Tuesday, June 15, 2010

Runner's high in A Separate Peace

I've been reading John Knowles's classic, A Separate Peace, and ran across a terrific description of the runner's high.  (Not that I've ever experienced it quite like this.)  The narrator, Gene, prompted by his friend Finny, has taken up running.  On a chilly winter morning they head out, Gene to run, Finny acting as his self-appointed coach.  Gene has the kind of breakthrough that runners long for.
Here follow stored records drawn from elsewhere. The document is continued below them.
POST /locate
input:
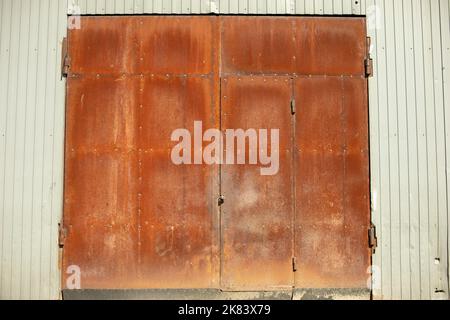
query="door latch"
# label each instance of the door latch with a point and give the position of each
(221, 200)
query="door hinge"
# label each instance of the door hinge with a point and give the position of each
(293, 108)
(62, 235)
(65, 59)
(373, 241)
(221, 200)
(368, 62)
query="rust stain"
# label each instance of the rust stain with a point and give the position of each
(332, 183)
(135, 220)
(258, 210)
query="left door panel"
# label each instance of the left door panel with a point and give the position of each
(133, 219)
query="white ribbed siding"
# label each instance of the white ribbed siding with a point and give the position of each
(31, 147)
(409, 100)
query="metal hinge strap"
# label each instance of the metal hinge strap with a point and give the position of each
(368, 62)
(65, 59)
(373, 241)
(293, 108)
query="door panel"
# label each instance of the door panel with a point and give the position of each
(296, 46)
(133, 218)
(258, 210)
(330, 46)
(332, 183)
(176, 205)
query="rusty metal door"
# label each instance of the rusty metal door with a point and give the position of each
(307, 226)
(132, 218)
(257, 215)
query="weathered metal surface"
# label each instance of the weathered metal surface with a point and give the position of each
(100, 182)
(258, 45)
(134, 219)
(258, 210)
(332, 183)
(301, 45)
(176, 206)
(330, 46)
(177, 44)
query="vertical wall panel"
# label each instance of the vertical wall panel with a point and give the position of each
(31, 144)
After making two circuits of the walk every trace of energy was as usual completely used up, and as I drove myself on all my scattered aches found their usual way to a profound seat of pain in my side.  My lungs as usual were fed up with all this work, and from now on would only go rackingly through the motions.  My knees were boneless again, ready any minute to let my lower legs telescope up into the thighs.  My head felt as though different sections of the cranium were grinding into each other.
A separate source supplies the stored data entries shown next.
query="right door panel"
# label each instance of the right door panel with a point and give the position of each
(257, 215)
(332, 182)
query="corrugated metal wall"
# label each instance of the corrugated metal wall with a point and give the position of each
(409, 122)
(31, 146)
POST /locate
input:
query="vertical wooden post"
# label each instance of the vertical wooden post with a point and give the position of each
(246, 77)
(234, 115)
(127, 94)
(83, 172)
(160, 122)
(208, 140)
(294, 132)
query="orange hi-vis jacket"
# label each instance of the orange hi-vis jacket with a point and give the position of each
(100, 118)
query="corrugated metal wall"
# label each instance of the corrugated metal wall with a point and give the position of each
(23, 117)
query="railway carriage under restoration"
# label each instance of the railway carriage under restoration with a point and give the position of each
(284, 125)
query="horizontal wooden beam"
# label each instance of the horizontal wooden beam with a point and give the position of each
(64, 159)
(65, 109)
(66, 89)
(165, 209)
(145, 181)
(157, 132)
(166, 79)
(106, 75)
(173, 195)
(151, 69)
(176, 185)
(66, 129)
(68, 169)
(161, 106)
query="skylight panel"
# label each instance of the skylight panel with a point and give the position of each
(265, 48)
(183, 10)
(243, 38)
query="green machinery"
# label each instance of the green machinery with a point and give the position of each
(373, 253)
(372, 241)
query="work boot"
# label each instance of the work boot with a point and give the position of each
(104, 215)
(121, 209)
Then, for no reason at all, I felt magnificent.  It was as though my body until that instant had simply been lazy, as though the aches and exhaustion were all imagined, created from nothing in order to keep me from truly exerting myself.  Now my body seemed at last to say, "Well, if you must have it, here!" and an accession of strength came flooding through me.  Buoyed up, I forgot my usual feeling of routine self-pity when working out, I lost myself, oppressed mind along with aching body; all entanglements were shed, I broke into the clear.

Wow!  That's what I want!  Lately I'm usually stuck in the "feeling of routine self-pity."